Tischtennis
Boll und Co. erreichen EM-Viertelfinale
Das Olympia-Silber hat Timo Boll und seine Mitstreiter bei der Tischtennis-Europameisterschaft in St. Petersburg zu einer großen Kraftanstrengung beflügelt.
Trotz einiger Probleme qualifizierte sich der Titelverteidiger mit drei Siegen gegen Frankreich (3:1), Dänemark (3:0) und Ungarn (3:1) ungeschlagen als Gruppenerster für das Viertelfinale gegen Russland.
Gegen die ambitionierten Gastgeber müssen die deutschen Herren einen Zahn zulegen.
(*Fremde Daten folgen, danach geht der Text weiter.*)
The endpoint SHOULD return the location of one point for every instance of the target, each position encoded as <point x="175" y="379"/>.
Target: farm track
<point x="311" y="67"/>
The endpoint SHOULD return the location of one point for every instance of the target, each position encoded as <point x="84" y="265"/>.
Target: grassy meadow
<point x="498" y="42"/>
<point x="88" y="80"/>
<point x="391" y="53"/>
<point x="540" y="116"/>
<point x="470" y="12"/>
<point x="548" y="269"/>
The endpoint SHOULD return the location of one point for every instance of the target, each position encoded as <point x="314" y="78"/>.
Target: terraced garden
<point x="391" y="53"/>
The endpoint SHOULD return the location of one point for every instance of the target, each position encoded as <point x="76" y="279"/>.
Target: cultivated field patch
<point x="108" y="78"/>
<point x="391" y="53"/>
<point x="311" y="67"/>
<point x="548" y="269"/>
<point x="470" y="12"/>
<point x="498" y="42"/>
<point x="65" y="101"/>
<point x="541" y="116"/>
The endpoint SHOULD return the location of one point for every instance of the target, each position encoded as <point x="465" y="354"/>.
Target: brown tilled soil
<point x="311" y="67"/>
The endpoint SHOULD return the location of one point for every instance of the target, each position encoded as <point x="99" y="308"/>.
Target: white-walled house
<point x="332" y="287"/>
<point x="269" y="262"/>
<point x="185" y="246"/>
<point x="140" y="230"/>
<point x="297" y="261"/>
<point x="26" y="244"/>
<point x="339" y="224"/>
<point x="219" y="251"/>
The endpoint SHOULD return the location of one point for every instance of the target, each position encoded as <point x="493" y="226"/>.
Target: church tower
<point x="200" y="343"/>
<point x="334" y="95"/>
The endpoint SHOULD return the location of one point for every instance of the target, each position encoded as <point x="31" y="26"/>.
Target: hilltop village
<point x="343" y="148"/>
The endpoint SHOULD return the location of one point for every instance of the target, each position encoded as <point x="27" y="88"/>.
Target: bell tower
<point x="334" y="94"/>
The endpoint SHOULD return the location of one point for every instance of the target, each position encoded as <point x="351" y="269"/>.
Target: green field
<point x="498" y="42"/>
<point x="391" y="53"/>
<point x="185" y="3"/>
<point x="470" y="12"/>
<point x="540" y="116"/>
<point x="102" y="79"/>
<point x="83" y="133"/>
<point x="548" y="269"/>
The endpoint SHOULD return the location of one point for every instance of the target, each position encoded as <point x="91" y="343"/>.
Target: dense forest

Die DTTB-Damen verpassten als Gruppendritte die Medaillenrunde.
"Wir mussten uns quälen"
"Wer in der Halle war, hat gesehen, dass wir uns quälen mussten", kommentierte Boll das erste EM-Wochenende in der schwach besuchten Petersburger SKK-Halle. "Russland ist eine sehr schwierige Aufgabe", erklärte Sportdirektor Dirk Schimmelpfennig zu der Auslosung der K.o-Runde.
Bei einem Erfolg gegen die Russen um Spitzenspieler Alexei Smirnow ist im Halbfinale am Montagabend entweder Rumänien oder Österreich die letzte Hürde vor dem erneuten Einzug in das Endspiel.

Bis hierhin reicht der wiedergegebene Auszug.